最終更新日 2002/08/02
グアテマラ<その5>
桃源郷トドス・サントス・クチュマタン
ウエウエテナンゴのバスターミナル トドス・サントス・クチュマタンは典型的な先住民の村だ。ウエウエテナンゴからバスで2時間半(7Q)。バスは高地をどんどん上がっていき、原っぱで一度休憩してからクチュマタン山脈にはさまれた細い未舗装の道を行く。珍しい高山植物があちこちに生えている。村に近づくにつれ、店や民家が増えてくる。店の大半は“SE BENDE”(○○売っています)という看板を上げているが正しくは“SE VENDE”だ。前置詞が間違っている看板も見かけた。

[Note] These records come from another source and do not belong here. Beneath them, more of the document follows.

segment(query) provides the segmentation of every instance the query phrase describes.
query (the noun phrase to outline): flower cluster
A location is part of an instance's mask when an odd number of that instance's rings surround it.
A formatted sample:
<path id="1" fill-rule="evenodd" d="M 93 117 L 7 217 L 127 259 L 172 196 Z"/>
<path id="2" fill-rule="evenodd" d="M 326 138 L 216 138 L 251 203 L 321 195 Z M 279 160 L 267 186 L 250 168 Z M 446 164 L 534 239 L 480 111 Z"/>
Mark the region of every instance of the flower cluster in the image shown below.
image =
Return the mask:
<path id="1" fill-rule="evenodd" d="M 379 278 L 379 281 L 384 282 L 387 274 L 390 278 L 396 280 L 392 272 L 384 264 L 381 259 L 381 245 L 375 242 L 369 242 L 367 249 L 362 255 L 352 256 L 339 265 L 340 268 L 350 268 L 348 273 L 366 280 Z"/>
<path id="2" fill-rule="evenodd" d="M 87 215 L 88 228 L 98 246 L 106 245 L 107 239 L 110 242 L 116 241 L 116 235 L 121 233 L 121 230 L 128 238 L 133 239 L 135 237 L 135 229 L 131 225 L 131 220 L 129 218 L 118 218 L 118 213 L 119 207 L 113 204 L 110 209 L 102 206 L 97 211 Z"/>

グアテマラの公用語はスペイン語だが、ここの日常語はマム語なのだ。
雲におおわれたクチュマタン(山脈)
山裾に広がるこじんまりした村 屋根にちょこんと動物の置物がおかれたマッチ箱のような家。カラフルにペイントされたドアの前では民族衣装を着た女の人が機織をしている。鍬をかついだ男の人が牛を引いている。丘からはずっと向こうまで続いている緑の畑が見える。まるで箱庭のようだ。先住民男性が普段も民族衣装を着ている村で比較的アクセスしやすいのは、トドスを含めて三ヶ所ほどしかない。
第一報を伝える現地の新聞 図解で事件を解説している 2000年4月29日、この村で添乗員2人を含む19人の日本人ツアーが襲われ、邦人1名、ツアーバスを運転していたグアテマラ人1名が死亡、5名が負傷するという痛ましい事件が起こった。この事件以前にもコバンや南部地方で外国人が襲われる事件が二件あったと聞いた。コバンで被害にあったアメリカ人女性は迷子の手を引いて、母親を探してやっていたところを襲われたらしい。人さらいに間違えられたのだ。
内戦犠牲者を悼む十字架
グアテマラは首都グアテマラ・シティでさえ、親は子供が奪われないようにぴりぴりしている。まして、地方は地縁、血縁が都市部よりもはるかに強い。おまけにトドスは内戦中の1982年、200人以上もの虐殺があった土地だ。そのため、警察や軍に対する不信感と自衛意識がたいへん強い。
事件当時、地元の小学校で「悪魔崇拝教団が生贄にするために子供をさらっているので気をつけるように」と注意を促していたそうだ。しかも、実際にトドス近郊で子供が二人行方不明だったらしい。この悪魔崇拝教団はウエウエテナンゴに実在するようだ。
事件後、現地新聞は日本がいかに多額の援助をグアテマラに行っているか、日本からどれだけ多くの観光客がグアテマラを訪れているかについて大きく取り上げていた。あからさまに書かれてはいなかったが、「経済大国の機嫌を損ねてはまずい」という論調だった。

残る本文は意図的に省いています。